Et Pitou, la main sur le loquet, l'oeil sur le bras levé de l'abbé, calculait non plus le nombre des fusils renfermés dans l'arsenal de l'abbé, mais le nombre de coups suspendus aux lanières de son martinet.
- Ainsi donc, monsieur l'abbé, vous ne voulez pas me donner vos fusils ?
- Non, je ne veux pas te les donner.
- Vous ne voulez pas, une fois ?
- Non.
- Deux fois ?
- Non.
- Trois fois ?
- Non !non ! non !
- Eh bien ! fit Pitou, gardez-les.
Et faisant un mouvement rapide, il se retourna et s'élança par la porte entrouverte.

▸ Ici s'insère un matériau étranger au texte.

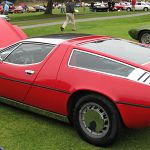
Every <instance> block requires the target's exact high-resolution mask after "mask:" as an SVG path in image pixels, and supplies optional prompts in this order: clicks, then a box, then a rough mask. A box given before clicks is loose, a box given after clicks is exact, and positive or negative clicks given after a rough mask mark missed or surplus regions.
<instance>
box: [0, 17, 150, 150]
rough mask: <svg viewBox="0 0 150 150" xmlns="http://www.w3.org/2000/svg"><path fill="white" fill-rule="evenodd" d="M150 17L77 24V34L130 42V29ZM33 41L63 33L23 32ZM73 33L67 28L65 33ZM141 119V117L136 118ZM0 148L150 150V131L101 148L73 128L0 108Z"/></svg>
mask: <svg viewBox="0 0 150 150" xmlns="http://www.w3.org/2000/svg"><path fill="white" fill-rule="evenodd" d="M149 17H150V15H147V16H141V17H134V18H124V19H113V20H104V21H102V20H101V21H94V22H82V23H77V28H78V30H77V32H78V33H90V34H100V35H109V36H114V37H119V38H126V39H131V38H130V37H129V35H128V33H127V31H128V30H129V29H130V28H133V27H138V26H144V25H148V24H150V19H149ZM24 31H25V32H26V33H27V34H28V35H29V36H30V37H31V36H39V35H47V34H53V33H61V32H60V31H59V25H57V26H49V27H40V28H32V29H26V30H24ZM66 32H67V33H69V32H71V26H68V27H67V29H66V31H65V33H66ZM137 117H139V119H140V117H141V116H137ZM0 118H1V120H0V146H2V147H4V148H5V150H105V149H106V150H149V149H150V128H145V129H137V130H131V129H130V130H126V131H125V132H124V133H122V134H121V136H120V138H119V139H118V140H117V141H116V143H115V144H114V145H112V146H111V147H109V148H100V147H95V146H93V145H90V144H88V143H86V142H84V141H83V140H82V139H81V138H80V137H79V136H78V134H77V133H76V131H75V130H74V128H73V127H72V126H70V125H69V124H65V123H62V122H59V121H56V120H53V119H49V118H46V117H43V116H39V115H36V114H33V113H30V112H26V111H23V110H19V109H16V108H12V107H9V106H7V105H3V104H1V105H0Z"/></svg>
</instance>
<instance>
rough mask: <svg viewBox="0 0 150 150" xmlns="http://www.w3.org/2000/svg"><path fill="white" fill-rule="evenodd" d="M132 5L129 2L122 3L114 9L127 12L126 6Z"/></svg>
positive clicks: (116, 4) (115, 3)
mask: <svg viewBox="0 0 150 150" xmlns="http://www.w3.org/2000/svg"><path fill="white" fill-rule="evenodd" d="M129 5H131V4H130V3H129V2H120V3H115V6H114V9H115V10H125V9H126V6H129Z"/></svg>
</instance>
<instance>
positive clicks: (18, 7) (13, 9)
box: [12, 6, 24, 13]
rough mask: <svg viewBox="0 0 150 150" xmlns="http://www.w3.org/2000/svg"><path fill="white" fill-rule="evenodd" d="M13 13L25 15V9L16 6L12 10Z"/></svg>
mask: <svg viewBox="0 0 150 150" xmlns="http://www.w3.org/2000/svg"><path fill="white" fill-rule="evenodd" d="M12 12H13V13H24V9H23V7H22V6H15V8H14V9H12Z"/></svg>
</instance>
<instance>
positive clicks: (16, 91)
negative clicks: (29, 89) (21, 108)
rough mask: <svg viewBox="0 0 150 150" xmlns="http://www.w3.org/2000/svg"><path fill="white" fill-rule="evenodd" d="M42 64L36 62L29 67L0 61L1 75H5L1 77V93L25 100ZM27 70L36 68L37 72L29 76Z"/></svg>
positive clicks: (40, 67)
mask: <svg viewBox="0 0 150 150" xmlns="http://www.w3.org/2000/svg"><path fill="white" fill-rule="evenodd" d="M41 66H42V64H36V65H29V66H28V67H27V66H20V65H13V64H9V63H5V62H0V76H1V77H3V78H0V83H1V86H0V95H1V96H3V97H7V98H11V99H14V100H17V101H21V102H23V101H24V98H25V96H26V94H27V92H28V90H29V88H31V84H32V83H33V82H34V80H35V78H36V76H37V74H38V72H39V70H40V68H41ZM25 70H34V71H35V73H34V75H33V76H29V75H27V74H26V73H25ZM8 91H13V92H8ZM18 91H19V92H18Z"/></svg>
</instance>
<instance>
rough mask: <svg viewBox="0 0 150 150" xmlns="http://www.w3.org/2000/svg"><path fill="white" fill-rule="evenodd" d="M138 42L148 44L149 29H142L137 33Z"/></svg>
mask: <svg viewBox="0 0 150 150" xmlns="http://www.w3.org/2000/svg"><path fill="white" fill-rule="evenodd" d="M139 42H141V43H143V44H150V31H142V32H141V33H140V34H139Z"/></svg>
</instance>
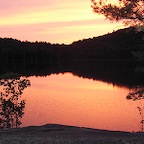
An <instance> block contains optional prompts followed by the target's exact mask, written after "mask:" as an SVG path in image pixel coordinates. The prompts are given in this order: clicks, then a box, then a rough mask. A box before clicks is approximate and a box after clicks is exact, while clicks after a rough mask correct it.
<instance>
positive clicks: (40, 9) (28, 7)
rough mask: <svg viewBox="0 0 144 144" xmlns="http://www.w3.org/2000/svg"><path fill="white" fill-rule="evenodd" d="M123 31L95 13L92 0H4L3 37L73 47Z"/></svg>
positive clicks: (2, 28) (0, 12)
mask: <svg viewBox="0 0 144 144" xmlns="http://www.w3.org/2000/svg"><path fill="white" fill-rule="evenodd" d="M120 28H123V24H122V23H111V22H109V21H108V20H105V18H104V17H103V16H99V15H97V14H95V13H93V10H92V8H91V1H90V0H0V37H2V38H4V37H8V38H15V39H19V40H22V41H25V40H28V41H32V42H35V41H46V42H50V43H60V44H61V43H65V44H69V43H72V42H73V41H77V40H80V39H84V38H92V37H94V36H99V35H103V34H106V33H108V32H112V31H113V30H116V29H120Z"/></svg>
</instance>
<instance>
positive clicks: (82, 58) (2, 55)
mask: <svg viewBox="0 0 144 144" xmlns="http://www.w3.org/2000/svg"><path fill="white" fill-rule="evenodd" d="M142 36H143V32H136V31H135V29H134V28H133V27H130V28H125V29H120V30H117V31H115V32H112V33H110V34H105V35H103V36H99V37H94V38H89V39H83V40H79V41H76V42H73V43H72V44H69V45H65V44H51V43H47V42H28V41H19V40H16V39H12V38H0V65H1V66H0V75H2V74H5V73H7V72H15V73H19V74H21V75H25V76H31V75H36V76H46V75H50V74H52V73H60V72H61V73H64V72H71V73H73V74H74V75H78V76H80V77H85V78H92V79H97V80H102V81H106V82H109V83H113V84H117V85H123V86H125V85H127V86H128V85H129V86H130V87H133V86H134V85H143V82H144V78H143V72H139V71H138V69H139V67H141V66H143V61H137V60H136V59H135V58H134V57H133V55H132V53H133V52H139V50H140V49H141V46H142V45H143V40H142Z"/></svg>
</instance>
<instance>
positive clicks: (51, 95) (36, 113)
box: [0, 73, 144, 132]
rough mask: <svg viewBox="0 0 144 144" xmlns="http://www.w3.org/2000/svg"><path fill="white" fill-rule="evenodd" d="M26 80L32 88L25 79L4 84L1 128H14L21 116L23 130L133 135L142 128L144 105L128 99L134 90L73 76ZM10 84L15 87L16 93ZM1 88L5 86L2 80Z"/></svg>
mask: <svg viewBox="0 0 144 144" xmlns="http://www.w3.org/2000/svg"><path fill="white" fill-rule="evenodd" d="M27 79H28V80H29V81H30V83H31V86H30V87H25V86H26V85H28V82H29V81H26V80H25V81H23V80H22V79H21V80H19V79H18V80H14V81H7V80H6V81H5V83H6V84H5V86H8V87H7V89H5V92H4V91H3V92H2V94H1V96H2V97H1V101H0V102H1V107H0V110H1V112H3V114H2V113H1V118H2V119H3V120H4V121H3V122H2V121H0V124H1V125H2V124H3V126H6V125H7V126H8V125H9V124H10V125H11V126H12V125H13V126H14V120H16V118H18V117H19V121H20V122H22V124H21V125H20V126H21V127H23V126H31V125H44V124H48V123H56V124H64V125H73V126H81V127H90V128H96V129H106V130H120V131H130V132H132V131H140V130H141V128H142V126H141V124H140V121H141V120H142V118H141V115H140V113H139V111H138V108H137V107H141V108H143V103H144V102H143V101H142V100H137V101H132V100H127V99H126V96H127V95H128V94H129V93H130V92H131V91H132V90H129V89H127V88H124V87H123V88H122V87H116V86H113V85H112V84H107V83H104V82H101V81H96V80H95V81H94V80H92V79H87V78H85V79H84V78H80V77H77V76H74V75H72V74H71V73H65V74H53V75H50V76H47V77H35V76H32V77H28V78H27ZM26 82H27V84H26ZM11 84H14V85H15V87H14V89H15V91H13V86H12V85H11ZM18 84H19V85H20V87H21V88H22V87H23V89H21V90H22V91H23V94H22V93H16V92H18V90H19V88H18ZM25 84H26V85H25ZM1 85H3V86H4V81H2V80H1ZM5 86H4V87H5ZM24 87H25V88H24ZM0 90H1V91H2V86H1V89H0ZM7 94H8V96H7ZM21 94H22V96H19V95H21ZM13 96H15V98H16V99H14V97H13ZM17 98H18V99H21V100H22V101H21V102H23V103H20V100H18V99H17ZM5 100H6V101H5ZM23 100H24V101H23ZM18 101H19V102H18ZM13 104H14V106H13ZM22 106H25V107H22ZM22 112H24V114H22ZM6 113H9V115H7V114H6ZM21 114H22V119H21V118H20V117H21Z"/></svg>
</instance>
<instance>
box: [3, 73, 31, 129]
mask: <svg viewBox="0 0 144 144" xmlns="http://www.w3.org/2000/svg"><path fill="white" fill-rule="evenodd" d="M0 86H1V92H0V127H1V128H17V127H19V125H21V118H22V117H23V115H24V108H25V104H26V101H25V100H24V99H22V94H23V91H24V89H25V88H27V87H28V86H30V81H29V80H28V79H27V78H21V77H20V75H17V74H15V73H7V74H5V75H3V76H1V79H0Z"/></svg>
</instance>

Mais ce mouvement ne fut pas si rapide que le martinet intelligent ne s'abaissât sifflant, et ne sanglât si vigoureusement le bas des reins de Pitou, que, quel que fût le courage du vainqueur de la Bastille, il ne put s'empêcher de jeter un cri de douleur.
A ce cri, plusieurs voisins sortirent, et, à leur étonnement profond, ils aperçurent Pitou fuyant de toute la vitesse de ses jambes avec son casque et son sabre, et l'abbé Fortier, debout sur le seuil de la porte et brandissant son martinet, comme l'ange exterminateur son épée de flamme.